If the company doctor is in a position to carry out those tests, he may communicate to the employer no more than his opinion as to whether or not the worker concerned is fit for work or otherwise.

The Authority emphasises that the employer

  • is not entitled to process, in any manner, information and data pertaining to the diagnosis or medical history of the worker which derive, for instance, from having consulted the reports or the results of tests that the worker was required to take
  • may, however, receive information about any limitations or restrictions determined by the company doctor for particular workers who are deemed fit for their job duties but are potentially at high risk of contagion.

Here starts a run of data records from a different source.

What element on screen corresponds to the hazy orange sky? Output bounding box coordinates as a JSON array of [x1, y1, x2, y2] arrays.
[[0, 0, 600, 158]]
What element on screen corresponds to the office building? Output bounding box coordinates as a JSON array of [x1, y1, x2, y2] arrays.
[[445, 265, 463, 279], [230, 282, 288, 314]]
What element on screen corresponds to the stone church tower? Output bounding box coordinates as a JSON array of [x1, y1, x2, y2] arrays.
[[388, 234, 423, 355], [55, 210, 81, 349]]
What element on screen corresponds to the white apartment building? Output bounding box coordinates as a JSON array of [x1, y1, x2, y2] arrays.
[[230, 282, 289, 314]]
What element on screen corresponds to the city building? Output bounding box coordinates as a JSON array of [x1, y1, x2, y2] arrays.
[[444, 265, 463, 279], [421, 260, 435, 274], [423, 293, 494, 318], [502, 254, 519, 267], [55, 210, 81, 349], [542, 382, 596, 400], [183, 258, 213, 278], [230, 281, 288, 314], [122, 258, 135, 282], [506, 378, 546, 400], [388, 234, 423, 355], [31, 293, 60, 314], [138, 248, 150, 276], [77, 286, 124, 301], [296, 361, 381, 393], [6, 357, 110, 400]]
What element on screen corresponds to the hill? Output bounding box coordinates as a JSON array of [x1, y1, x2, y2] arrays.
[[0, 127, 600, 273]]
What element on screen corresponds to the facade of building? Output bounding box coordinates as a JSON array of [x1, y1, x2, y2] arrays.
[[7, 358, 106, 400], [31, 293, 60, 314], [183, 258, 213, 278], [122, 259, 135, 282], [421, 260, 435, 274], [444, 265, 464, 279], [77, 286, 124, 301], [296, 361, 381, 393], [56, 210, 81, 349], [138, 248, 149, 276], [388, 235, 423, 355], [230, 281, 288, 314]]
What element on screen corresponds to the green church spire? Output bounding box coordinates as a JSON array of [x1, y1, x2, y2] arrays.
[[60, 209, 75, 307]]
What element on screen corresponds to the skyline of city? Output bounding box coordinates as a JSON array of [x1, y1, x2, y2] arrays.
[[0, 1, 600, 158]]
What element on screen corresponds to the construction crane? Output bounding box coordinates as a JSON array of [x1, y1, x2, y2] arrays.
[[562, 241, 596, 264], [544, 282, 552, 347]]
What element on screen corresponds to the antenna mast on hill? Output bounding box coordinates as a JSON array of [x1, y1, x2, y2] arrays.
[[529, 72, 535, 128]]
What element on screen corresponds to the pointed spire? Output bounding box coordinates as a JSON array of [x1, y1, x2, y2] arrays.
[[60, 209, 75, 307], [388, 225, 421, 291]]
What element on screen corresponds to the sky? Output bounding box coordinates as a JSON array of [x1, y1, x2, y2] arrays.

Subject to the foregoing, the FAQs in question clarify that workers can sign up to special screening campaigns initiated and promoted by the competent health authorities, also through the employer where the latter has been directly involved by the local prevention department in promoting those campaigns, also by agreeing to cover the associated economic costs incurred by its own employees.

The Authority considers, in any case, that the company doctor, the employer and the Workers’ Safety Representative (RLS) or Territorial Workers’ Safety Representative (RLST) should – in the collaborative effort to adopt all regulatory measures required in order to contain the spread of Covid 19 – pay particular attention to applicable rules, to the guidelines and directions of the competent Authorities, and also to ensuring full compliance with personal data protection rules, guaranteeing the adoption of methods and instruments that can safeguard the confidentiality and dignity of data subjects concerned.